For as long as I remember, I’ve always had self-esteem issues that originated from my weight. I don’t ever remember a time even as a child that I didn’t think about my weight, and to be honest, that’s pretty sad. I’ve been a big girl my entire life and have gone through a plethora of diets, pills, teas and other concoctions starting from single digit ages. I’ve lived through eating disorders and a bunch of unhealthy ways to lose weight my ENTIRE life. Despite the weight, I’ve always been deceptively athletic. Multiple varsity sports in high school, intramurals in college and grad school and I’ve had a consistent active life. Biking 10-15 miles, swimming a mile, running a 5K was all easily doable. Despite doing all these things, at the end of the day, I was terribly unhappy and hated myself just because of the weight and how I perceived myself. It’s not easy being the tallest and largest kid when the rest of your family/peers are much smaller than you especially as an Asian female. Growing up in this toxic culture with constant criticisms of weight from even strangers really exacerbated this negativity towards myself and it led me into a downward spiral of self-hate, self-harm and eating disorders which continued well into my adult years.
At the start of Kinda Fit Kinda Fat in 2017, I can honestly say that I absolutely hated myself. I couldn’t think of one attribute that I liked about myself physically or mentally. I would punish myself consistently, and there wasn’t a day that went by where I didn’t think about my weight. There were times where I would eat a piece of toast and work out for three hours straight, to the point where I would be so dizzy I would throw up. This hatred of myself wasn’t just physical, I would consistently tell myself that I wasn’t good enough. I told myself that I was not a good physical therapist, despite the constant praise of my colleagues and patients. I told myself that I wasn’t intelligent despite my doctorate and multiple degrees and languages that I speak. I told myself that I wasn’t good enough in every aspect of my life.
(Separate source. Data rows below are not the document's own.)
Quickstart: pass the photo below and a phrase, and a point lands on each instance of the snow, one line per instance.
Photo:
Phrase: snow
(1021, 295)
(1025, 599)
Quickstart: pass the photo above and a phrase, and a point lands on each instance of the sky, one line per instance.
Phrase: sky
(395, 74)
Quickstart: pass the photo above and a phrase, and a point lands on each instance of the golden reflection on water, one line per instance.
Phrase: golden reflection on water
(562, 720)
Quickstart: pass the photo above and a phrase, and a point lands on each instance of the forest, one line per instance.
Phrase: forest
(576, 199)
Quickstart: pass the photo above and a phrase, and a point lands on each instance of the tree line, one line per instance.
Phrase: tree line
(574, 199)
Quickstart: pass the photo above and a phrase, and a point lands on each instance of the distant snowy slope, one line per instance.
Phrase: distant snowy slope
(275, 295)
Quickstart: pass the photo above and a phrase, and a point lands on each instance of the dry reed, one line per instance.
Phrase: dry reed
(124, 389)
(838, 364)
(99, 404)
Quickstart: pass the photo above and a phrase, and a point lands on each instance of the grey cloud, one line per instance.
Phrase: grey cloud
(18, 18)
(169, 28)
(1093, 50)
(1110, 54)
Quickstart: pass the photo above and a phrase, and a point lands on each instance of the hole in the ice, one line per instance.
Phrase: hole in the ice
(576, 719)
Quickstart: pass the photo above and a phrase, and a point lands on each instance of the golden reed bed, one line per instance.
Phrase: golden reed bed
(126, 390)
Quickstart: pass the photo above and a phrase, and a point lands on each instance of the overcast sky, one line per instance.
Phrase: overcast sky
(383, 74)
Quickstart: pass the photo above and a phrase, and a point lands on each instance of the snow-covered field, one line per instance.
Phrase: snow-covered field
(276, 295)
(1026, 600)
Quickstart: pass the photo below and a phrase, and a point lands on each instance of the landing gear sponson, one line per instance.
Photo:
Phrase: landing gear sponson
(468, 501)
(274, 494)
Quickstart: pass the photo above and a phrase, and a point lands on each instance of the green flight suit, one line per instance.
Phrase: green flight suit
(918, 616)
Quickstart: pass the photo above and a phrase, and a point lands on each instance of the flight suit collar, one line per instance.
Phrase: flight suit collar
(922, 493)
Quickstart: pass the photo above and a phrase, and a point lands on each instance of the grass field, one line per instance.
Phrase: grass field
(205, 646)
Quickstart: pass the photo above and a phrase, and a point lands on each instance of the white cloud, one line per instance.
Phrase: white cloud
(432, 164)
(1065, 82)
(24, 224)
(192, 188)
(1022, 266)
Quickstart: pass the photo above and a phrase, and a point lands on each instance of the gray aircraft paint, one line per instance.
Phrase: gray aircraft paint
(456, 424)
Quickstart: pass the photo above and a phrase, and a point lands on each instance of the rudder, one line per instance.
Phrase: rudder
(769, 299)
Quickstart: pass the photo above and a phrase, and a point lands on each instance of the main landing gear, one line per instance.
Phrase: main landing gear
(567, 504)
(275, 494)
When we started Kinda Fit Kinda Fat, I was thrown into the word of powerlifting to get to know the people who loved the brand. I went from never touching a barbell to being platform ready within 2.5 months, but in that short amount of time, I learned to slowly love myself and to undo all the trauma and self-sabotage. When I first started to lift, I would constantly say that I was weak, or that I couldn’t lift something or do something before I even tried. I doubted myself before even trying the activity! As time went on, those phrases started to disappear and I quit telling myself that I couldn’t but instead told me that I can. As a result, I got stronger, my body began to change, and ate WAY MORE than I ever did before. At that point, the weight just came off, but that wasn’t my focus anymore. I worked out and ate right to get stronger. The physical changes only happened when I changed my mindset. I began to share my story to other men and women who struggled with their self-image, and through their support, I was healing myself.
Honestly, loving yourself is a really hard thing to do. It is a conscious decision that I have to make EVERY SINGLE DAY. It is a conscious decision to ignore the haters and those who bring you down. It is a conscious decision to allow yourself to be happy and to be proud of yourself no matter where you are in your fitness journey. Sometimes you don’t win that battle, and sometimes you slide back into that pit of self-hatred and despair but the important thing is that you forgive yourself for it, and restart the next day and try again. Since the inception of KFKF, I’ve learned to accept the flaws that I have and learned to flaunt my assets. Kinda Fit Kinda Fat really pushed me to look beyond the physical and see my body for the amazing things it can do, not how it looks. It took me over 30 years to not hate myself. My goal in my life is to make sure it doesn’t take anyone else that long to love the skin they’re in even if it’s a work in progress. You are allowed to love yourself throughout your journey, not just at the end.